UN members voice support for Annan
Call for resignation rejected
AP, United Nations
United Nations member states voiced support for Secretary General Kofi Annan after a US senator called for him to resign over possible fraud in Iraq's oil-for-food programme. The State Department endorsed a Senate investigation of the troubled program but sidestepped the issue of Annan's future. Sen. Norm Coleman, who is leading one of five US congressional investigations into the UN oil-for-food program, wrote in Wednesday's Wall Street Journal that Annan should step down because "the most extensive fraud in the history of the UN occurred on his watch." The Minnesota Republican joined several US newspapers and columnists in urging that Annan be replaced.
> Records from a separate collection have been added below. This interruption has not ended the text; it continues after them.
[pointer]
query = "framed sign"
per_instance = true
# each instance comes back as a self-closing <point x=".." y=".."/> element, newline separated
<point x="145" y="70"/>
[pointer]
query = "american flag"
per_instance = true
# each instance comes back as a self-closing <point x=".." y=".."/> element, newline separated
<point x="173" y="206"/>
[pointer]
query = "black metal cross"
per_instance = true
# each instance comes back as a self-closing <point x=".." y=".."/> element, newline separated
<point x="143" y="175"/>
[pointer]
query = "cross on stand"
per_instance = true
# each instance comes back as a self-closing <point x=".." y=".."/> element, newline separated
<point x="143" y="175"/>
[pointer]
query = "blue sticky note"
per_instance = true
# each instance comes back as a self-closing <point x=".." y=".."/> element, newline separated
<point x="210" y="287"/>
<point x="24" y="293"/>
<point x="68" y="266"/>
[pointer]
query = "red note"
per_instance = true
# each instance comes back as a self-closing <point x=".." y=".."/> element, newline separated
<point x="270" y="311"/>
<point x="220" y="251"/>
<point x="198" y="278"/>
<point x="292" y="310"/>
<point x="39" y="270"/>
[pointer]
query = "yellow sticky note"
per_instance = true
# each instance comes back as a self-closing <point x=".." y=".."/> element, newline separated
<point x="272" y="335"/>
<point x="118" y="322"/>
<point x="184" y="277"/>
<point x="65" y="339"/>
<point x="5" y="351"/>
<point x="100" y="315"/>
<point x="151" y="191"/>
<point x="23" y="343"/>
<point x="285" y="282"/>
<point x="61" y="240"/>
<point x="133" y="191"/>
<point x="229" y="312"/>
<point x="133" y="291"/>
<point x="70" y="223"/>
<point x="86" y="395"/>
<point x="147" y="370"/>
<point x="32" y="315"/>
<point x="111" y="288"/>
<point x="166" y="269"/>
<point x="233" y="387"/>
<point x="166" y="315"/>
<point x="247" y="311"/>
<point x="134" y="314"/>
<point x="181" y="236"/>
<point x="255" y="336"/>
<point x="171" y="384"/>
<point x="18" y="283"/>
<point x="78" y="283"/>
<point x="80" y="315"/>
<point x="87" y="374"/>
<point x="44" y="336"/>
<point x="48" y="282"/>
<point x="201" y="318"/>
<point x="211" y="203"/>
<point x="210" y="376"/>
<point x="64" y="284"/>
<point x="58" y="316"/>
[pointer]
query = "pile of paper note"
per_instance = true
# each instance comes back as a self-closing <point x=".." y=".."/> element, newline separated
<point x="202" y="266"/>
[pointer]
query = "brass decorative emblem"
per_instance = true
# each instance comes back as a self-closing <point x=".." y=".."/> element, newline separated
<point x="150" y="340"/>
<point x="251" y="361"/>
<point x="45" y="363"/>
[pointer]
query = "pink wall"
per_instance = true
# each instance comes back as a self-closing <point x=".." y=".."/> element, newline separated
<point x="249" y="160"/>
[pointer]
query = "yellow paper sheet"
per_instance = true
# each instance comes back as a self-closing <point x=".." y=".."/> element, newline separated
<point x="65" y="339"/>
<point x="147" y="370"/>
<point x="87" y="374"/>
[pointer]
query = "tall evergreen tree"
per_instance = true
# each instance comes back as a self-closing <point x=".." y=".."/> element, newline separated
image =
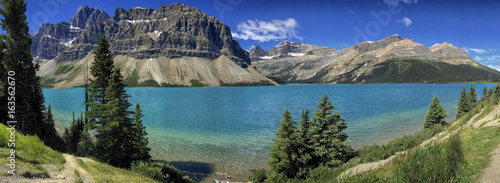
<point x="17" y="57"/>
<point x="327" y="134"/>
<point x="101" y="70"/>
<point x="463" y="104"/>
<point x="472" y="97"/>
<point x="436" y="114"/>
<point x="305" y="145"/>
<point x="85" y="144"/>
<point x="284" y="160"/>
<point x="48" y="125"/>
<point x="115" y="138"/>
<point x="3" y="83"/>
<point x="141" y="149"/>
<point x="485" y="94"/>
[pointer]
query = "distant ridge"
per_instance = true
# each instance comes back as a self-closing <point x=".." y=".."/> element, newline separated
<point x="174" y="45"/>
<point x="390" y="60"/>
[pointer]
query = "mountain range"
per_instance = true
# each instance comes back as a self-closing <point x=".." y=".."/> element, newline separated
<point x="174" y="45"/>
<point x="390" y="60"/>
<point x="177" y="45"/>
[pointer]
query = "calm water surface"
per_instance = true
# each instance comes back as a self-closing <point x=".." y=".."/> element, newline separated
<point x="232" y="128"/>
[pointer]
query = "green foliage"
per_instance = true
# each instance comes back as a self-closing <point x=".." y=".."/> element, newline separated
<point x="436" y="114"/>
<point x="197" y="83"/>
<point x="101" y="69"/>
<point x="72" y="135"/>
<point x="85" y="144"/>
<point x="260" y="83"/>
<point x="48" y="132"/>
<point x="63" y="68"/>
<point x="101" y="172"/>
<point x="371" y="153"/>
<point x="258" y="176"/>
<point x="284" y="160"/>
<point x="28" y="153"/>
<point x="140" y="149"/>
<point x="115" y="136"/>
<point x="16" y="56"/>
<point x="437" y="163"/>
<point x="328" y="140"/>
<point x="161" y="172"/>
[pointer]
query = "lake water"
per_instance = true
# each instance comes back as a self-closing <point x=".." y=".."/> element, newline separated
<point x="231" y="128"/>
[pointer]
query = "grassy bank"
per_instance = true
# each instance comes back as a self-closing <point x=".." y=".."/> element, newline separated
<point x="102" y="172"/>
<point x="30" y="154"/>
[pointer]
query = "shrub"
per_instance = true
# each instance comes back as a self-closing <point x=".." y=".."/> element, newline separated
<point x="258" y="176"/>
<point x="161" y="172"/>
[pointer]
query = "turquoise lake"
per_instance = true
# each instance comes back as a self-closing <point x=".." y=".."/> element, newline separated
<point x="231" y="128"/>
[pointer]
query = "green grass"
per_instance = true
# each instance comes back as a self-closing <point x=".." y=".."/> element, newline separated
<point x="102" y="172"/>
<point x="375" y="152"/>
<point x="30" y="154"/>
<point x="411" y="70"/>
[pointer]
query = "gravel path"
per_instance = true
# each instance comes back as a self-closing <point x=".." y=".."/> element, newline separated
<point x="67" y="174"/>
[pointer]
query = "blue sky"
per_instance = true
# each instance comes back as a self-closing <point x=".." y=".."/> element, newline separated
<point x="471" y="25"/>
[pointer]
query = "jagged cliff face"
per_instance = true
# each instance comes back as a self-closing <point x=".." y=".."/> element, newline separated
<point x="393" y="59"/>
<point x="178" y="42"/>
<point x="171" y="31"/>
<point x="53" y="39"/>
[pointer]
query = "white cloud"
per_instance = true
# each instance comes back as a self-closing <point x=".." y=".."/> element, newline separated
<point x="263" y="31"/>
<point x="496" y="67"/>
<point x="477" y="50"/>
<point x="407" y="21"/>
<point x="397" y="2"/>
State Department spokesman Adam Ereli backed the congressional investigations but sidestepped the issue of Annan's resignation, saying "that is not something, frankly, that is in front of us." Outside of Coleman's call, the secretary-general appears to retain wide support among the 191 UN member states who elected him to a second five-year term in 2001. Russia, Britain, Chile, Spain and other nations on the UN Security Council strongly backed Annan in recent days, as did non-council members. The 54 African nations sent a letter of support. "He has heard no calls for resignation from any member state," UN spokesman Fred Eckhard told reporters when asked whether he envisioned Annan's stepping down. "If there's some agitation on this issue on the sidelines ... that's healthy debate. But he is intent on continuing his substantive work for the remaining two years and one month of his term."